Prenúncio de vida nova
Já se tornara hábito. Por altura das vindimas os feitores começavam a recrutar a companha, e com ela uns quantos auxiliares, que a meio do Outono permitia a uns quantos senhores irem montear ao “lugar da ponta delgada”, onde tinham diversão e farta caça garantida, tal era o número porcos bravios que por ali existiam.
Mais uma vez repetiu-se o que já estava a estabelecer-se como praxe, e, assim, findas as colheitas, já com a vindima feita, restolho recolhido e estrumadas as terras, começava a contagem decrescente para a viagem a Poente, até àquela última enseada onde era possível desembarcar antes da costa se tornar alta e alcantilada, uma pequena mas segura reentrância protegida dos mares e ventos vindos de Sudoeste pela extremidade de pedra não muito comprida, esguia e baixa, quase ao nível do mar, que caracterizava e dava nome ao lugar.

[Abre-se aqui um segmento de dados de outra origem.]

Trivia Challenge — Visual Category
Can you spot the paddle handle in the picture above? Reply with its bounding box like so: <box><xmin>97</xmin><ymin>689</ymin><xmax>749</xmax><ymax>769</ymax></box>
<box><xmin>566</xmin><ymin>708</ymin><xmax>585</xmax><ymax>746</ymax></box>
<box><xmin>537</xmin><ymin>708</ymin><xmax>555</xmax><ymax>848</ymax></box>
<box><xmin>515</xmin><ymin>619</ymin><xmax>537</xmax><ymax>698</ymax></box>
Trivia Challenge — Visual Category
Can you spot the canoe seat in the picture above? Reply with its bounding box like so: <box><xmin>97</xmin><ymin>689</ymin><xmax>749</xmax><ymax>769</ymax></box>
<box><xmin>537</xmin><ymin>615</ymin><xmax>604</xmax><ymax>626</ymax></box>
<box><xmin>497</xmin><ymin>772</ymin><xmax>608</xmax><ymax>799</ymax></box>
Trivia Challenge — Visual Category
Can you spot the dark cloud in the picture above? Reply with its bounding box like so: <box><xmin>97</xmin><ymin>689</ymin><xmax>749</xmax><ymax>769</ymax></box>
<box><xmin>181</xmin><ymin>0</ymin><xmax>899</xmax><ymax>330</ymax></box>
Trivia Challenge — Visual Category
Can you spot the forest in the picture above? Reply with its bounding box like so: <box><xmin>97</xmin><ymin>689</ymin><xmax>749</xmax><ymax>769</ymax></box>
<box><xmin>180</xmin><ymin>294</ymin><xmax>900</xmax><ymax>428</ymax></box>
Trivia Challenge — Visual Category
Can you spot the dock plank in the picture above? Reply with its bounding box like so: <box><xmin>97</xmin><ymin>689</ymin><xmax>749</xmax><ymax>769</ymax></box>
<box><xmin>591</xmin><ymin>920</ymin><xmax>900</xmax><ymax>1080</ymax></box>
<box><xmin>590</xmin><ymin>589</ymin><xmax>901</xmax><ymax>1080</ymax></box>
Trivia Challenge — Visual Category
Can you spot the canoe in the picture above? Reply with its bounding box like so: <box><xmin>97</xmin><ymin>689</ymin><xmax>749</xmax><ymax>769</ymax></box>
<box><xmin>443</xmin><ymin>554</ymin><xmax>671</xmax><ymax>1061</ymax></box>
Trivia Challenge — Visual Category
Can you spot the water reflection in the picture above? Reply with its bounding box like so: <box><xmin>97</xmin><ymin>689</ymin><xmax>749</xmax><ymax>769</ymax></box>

Se a ponta, apesar de rasa e delgada podia ser vista à distância, praticamente desde que dobrada a Ponta da Galé, já a enseada que a precedia só era convenientemente notada de muito perto, nela sobressaindo um gigantesco penedo, arredondado, como que lá colocado de propósito para balizar o melhor local para a ela aceder, e dar conta do mais adequado nível de maré para o necessário desembarque, a etapa prévia para o acesso à pródiga coutada ali existente.
Porque o grupo crescia em cada ano a olhos vistos, confirmada que fora a disponibilidade dos veteranos, o alargar da comitiva fazia-se sob criterioso e atempado recrutamento, uma escolha muito disputada entre os potências candidatos já que aquela antecipadamente apalavrada viagem de apenas três ou quatro dias era, em regra, generosamente recompensada, tal era a quantidade de carne salgada que a jornada proporcionava, também moeda de troca da empreitada. Desta vez, e ao contrário do que acontecera nas duas vezes anteriores, o jovem Serafim foi um dos primeiros a ser contactado.
Aconteceu num dia que nunca poderá esquecer dada a importância do encadeamento de acontecimentos, com início no princípio da noite anterior, e que marcaram o começo de um novo tempo, o alfa daquela que seria uma vida nova, para ele e toda a sua descendência.
De facto, na véspera, Serafim tinha recebido a notícia que lhe mudaria para sempre toda a vida. Na sequência da inusitada novidade a noite fora praticamente de vigília, um velório em que os acontecimentos dos últimos meses passavam em memória a uma velocidade estonteante. Cansado de estar na cama sem dormir, ao decidir levantar-se cedo para arejar a cabeça e assentar as ideias, foi surpreendido pelo pai, a quem não conseguiu disfarçar a angústia que o atormentava. Contornara porém a situação para se dirigir ao porto e, agora que finalmente chegara ao destino, à proximidade do mar e à possibilidade de se manter isolado por algum tempo, aparecia na sua frente o feitor do patrão de “Maria Bela”, o arrogante “Tio António Cafua”, duro e circunspecto, como quem vinha acertar contas com ele.
Sim, por mais anos de viva, Serafim jamais esquecerá este dia e a noite que o precedeu!
Mapa com o recorte da histórica costa de Santa Clara (anos do século XX), vendo-se a enseada ali chamada de “Calhau da Areia”, balizada pelas Ponta Delgada a Poente e dos Aringas a Nascente. A semi circular a cinzento dá a ideia da profundidade retirada pelos aterros feitos no século XIX a fim de por lá passar a locomotiva que ajudou a construir o porto, assinalando-se a preto o penedo conhecido como “Cunhal da Maré”, hoje também soterrado, mas que a foto ao lado documenta.